COSTUMBRES Y PRINCIPIOS DEL HOMBRE MENGUANTE
de Jonás
Para el hombre menguante el sentido de la vida consiste básicamente en saltar rítmicamente sobre el mismo sitio, a poder ser acompañado por música de Miles Davis o John Coltrane. Esto le lleva invariablemente, sea cual sea la etnia a la que pertenezca, a transmutarse en cínico, que junto con el suicidio, son las únicas opciones aceptables para cualquier ser inteligente.
El hombre menguante, cuando llega a esa cierta edad en que el gorjeo de las palomas y la eternidad de las piedras comienzan a inquietarle seriamente, se mira todas las mañanas, con aplicado detenimiento, al espejo para observar su rostro.
Le preocupan especialmente la simetría y la textura de las manchas. Puede detenerse durante interminables minutos en un perímetro rosado, en un desplazamiento repentino en alguna ladera de sus mejillas, en un pliegue como de sábana bajo la barbilla, en un pelo cano y desafiante que ha crecido más que otros y que se yergue níveo contra la aburrida lasitud de sus compañeros.

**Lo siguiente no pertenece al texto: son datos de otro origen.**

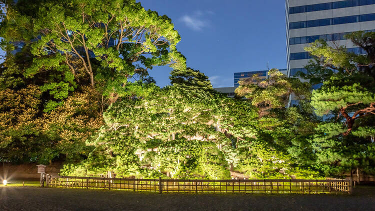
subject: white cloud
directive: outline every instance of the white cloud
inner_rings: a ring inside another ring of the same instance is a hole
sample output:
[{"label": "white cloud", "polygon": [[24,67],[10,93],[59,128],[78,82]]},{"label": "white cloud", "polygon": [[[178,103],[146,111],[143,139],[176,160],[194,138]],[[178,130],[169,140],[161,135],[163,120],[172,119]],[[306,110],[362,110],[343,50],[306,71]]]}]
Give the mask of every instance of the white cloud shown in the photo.
[{"label": "white cloud", "polygon": [[181,18],[180,21],[184,22],[185,25],[190,28],[199,31],[210,25],[210,21],[206,18],[212,16],[214,12],[211,10],[202,12],[197,10],[188,14],[186,14]]},{"label": "white cloud", "polygon": [[185,15],[182,16],[180,20],[185,24],[186,26],[196,31],[199,31],[207,26],[207,22],[204,20],[200,20],[198,16]]}]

El hombre menguante bebe té verde despacio nada más despertarse, nunca café, nunca azúcar. Prefiere el amargor chocando contra el paladar, como un auto enloquecido o una mujer indecisa, o bien, en ocasiones, el nacarado sabor metálico de un edulcorante.
El hombre menguante gusta de desplazarse divertido por los toboganes amarillos que forman la curva de los plátanos, también puede orbitar durante horas alrededor de una manzana depositada en el suelo, sintiéndose satélite, luna, planeta, decepcionado gusano.

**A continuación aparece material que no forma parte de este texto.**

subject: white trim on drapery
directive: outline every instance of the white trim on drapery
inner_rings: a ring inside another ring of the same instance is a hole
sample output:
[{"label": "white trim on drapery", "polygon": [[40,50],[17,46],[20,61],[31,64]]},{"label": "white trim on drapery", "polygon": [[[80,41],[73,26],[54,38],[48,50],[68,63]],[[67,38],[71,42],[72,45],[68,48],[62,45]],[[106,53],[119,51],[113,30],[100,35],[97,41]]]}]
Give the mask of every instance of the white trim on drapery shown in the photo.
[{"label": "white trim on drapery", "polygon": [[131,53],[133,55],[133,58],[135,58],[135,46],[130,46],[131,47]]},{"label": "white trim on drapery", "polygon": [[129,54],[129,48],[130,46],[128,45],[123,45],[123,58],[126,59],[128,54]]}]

En general sabe cocinar, pero es anárquico y atrevido, casi esperpéntico y paradójico, en cuanto a los sabores que elige para confeccionar sus platos.
A veces saben a océano y roca, o a pétalos de tulipán con un toque atrevido de curry, o a romero y tierra o a pimentón y rosal.

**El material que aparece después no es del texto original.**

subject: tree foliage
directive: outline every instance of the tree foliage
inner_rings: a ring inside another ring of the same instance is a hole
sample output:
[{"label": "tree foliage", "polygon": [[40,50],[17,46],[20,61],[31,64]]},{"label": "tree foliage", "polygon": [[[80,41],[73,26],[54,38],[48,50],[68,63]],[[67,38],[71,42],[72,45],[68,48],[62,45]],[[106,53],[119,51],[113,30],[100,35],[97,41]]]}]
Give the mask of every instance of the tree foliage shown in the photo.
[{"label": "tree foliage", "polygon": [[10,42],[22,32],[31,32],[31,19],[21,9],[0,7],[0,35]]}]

Alguna vez la comida, aún preparada con tiempo y esmero, no sabe a nada, absolutamente a nada, solo es textura, una masa blanda entre sus dientes, algo de color indefinido que se ha introducido en su boca con el fin primario y elemental de suministrarle energía, de proporcionarle un sustento en una ceremonia exenta de placer alguno.
Gusta de la soledad porque no entiende los perfiles del otro al que intuye como púa o navaja o cristal o revólver o sal.
Gusta de la soledad porque prefiere el vuelo de altura, por aquellos cielos en los que siempre falta oxígeno, al aburrido vuelo rasante sobre el verdor de los campos o las heridas de la tierra, mutadas ya en abominables costras marrones, que resultan ser las ciudades.
El hombre menguante no folla, no coge, no hace el amor recurrentemente. El sexo es para él un excesivo tronar de minas antisubmarinas, los besos un batiburrillo de órdenes encubiertas, los gemidos un coro de plañideras en el triste entierro de lo fugaz, los fluidos un almacén repleto de sustancias para atrapar moscas, las mismas que acabarán siendo devoradas, crucificadas, por arañas pacientes y aterradoras en una imperceptible red entre las dos ramas de un arbusto vulgar, al pie de una carretera o en cualquier jardín cursi geométrica y obsesivamente estudiado.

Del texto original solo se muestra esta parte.